Last month, I marched in the annual NYC Heritage Of Pride March, the largest Gay Pride Parade in the world. I was joined by Xem Van Adams, a young actor, writer, and filmmaker. After the March, we returned to our daily lives, with thoughts of our day of pride still fresh in our heads. Yesterday, Mr. Adams released his four-part documentary, Gay In America: Color Lines Across Rainbow Skies.
In this insightful film, Adams tackles a prickly subject: Even though the flag of the LGBT Pride movement is a rainbow, meant to highlight our unity and the idea that we are all together in harmony, gays and lesbians in America still segregate themselves along racial and ethnic boundaries.
Even as we celebrated our wonderful, multi-hued diversity along Fifth Avenue, the floats, bands, and even the political statements we made, as Xem's interviewees point out, mask a sadder, darker truth.
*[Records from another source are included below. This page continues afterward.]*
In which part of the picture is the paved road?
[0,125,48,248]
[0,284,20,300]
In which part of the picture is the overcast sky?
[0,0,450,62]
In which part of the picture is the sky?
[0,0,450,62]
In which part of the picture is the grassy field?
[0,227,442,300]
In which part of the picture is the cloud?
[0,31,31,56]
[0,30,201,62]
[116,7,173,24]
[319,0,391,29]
As a community, we as gays and lesbians still remain deeply divided in our associations, partner choices, attitudes toward other gays and lesbians of different ethnicities, and in our responses to homophobia in the society we all live in.
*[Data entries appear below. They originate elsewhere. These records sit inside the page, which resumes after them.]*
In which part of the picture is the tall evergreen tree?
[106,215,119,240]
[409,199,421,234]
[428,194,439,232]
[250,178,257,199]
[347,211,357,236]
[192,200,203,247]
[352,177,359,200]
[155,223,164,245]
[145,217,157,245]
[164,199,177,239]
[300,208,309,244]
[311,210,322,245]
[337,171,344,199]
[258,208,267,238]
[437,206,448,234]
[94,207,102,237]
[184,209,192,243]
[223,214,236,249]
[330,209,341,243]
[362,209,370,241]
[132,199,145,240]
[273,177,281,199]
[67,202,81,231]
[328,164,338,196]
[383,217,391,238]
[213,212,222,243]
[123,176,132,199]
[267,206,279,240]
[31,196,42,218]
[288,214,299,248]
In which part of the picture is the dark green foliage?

Xem makes the telling observation that before we as LGBTs can overcome the persecution we face in larger society, we must first overcome our own issues of tolerance and understanding. We are still "divided under the rainbow".
In this groundbreaking documentary series, Xem Van Adams and the people who share their stories and thoughts raise new imperatives and provocative issues for the LGBT community to address. Forty years after the Stonewall Rebellion, this film teaches us we've still got a ways to go. Full equality for our LGBT community won't happen until we overcome the inequalities within ourselves. Hats off to Xem Van Adams and company for bringing us a much-needed wake-up call!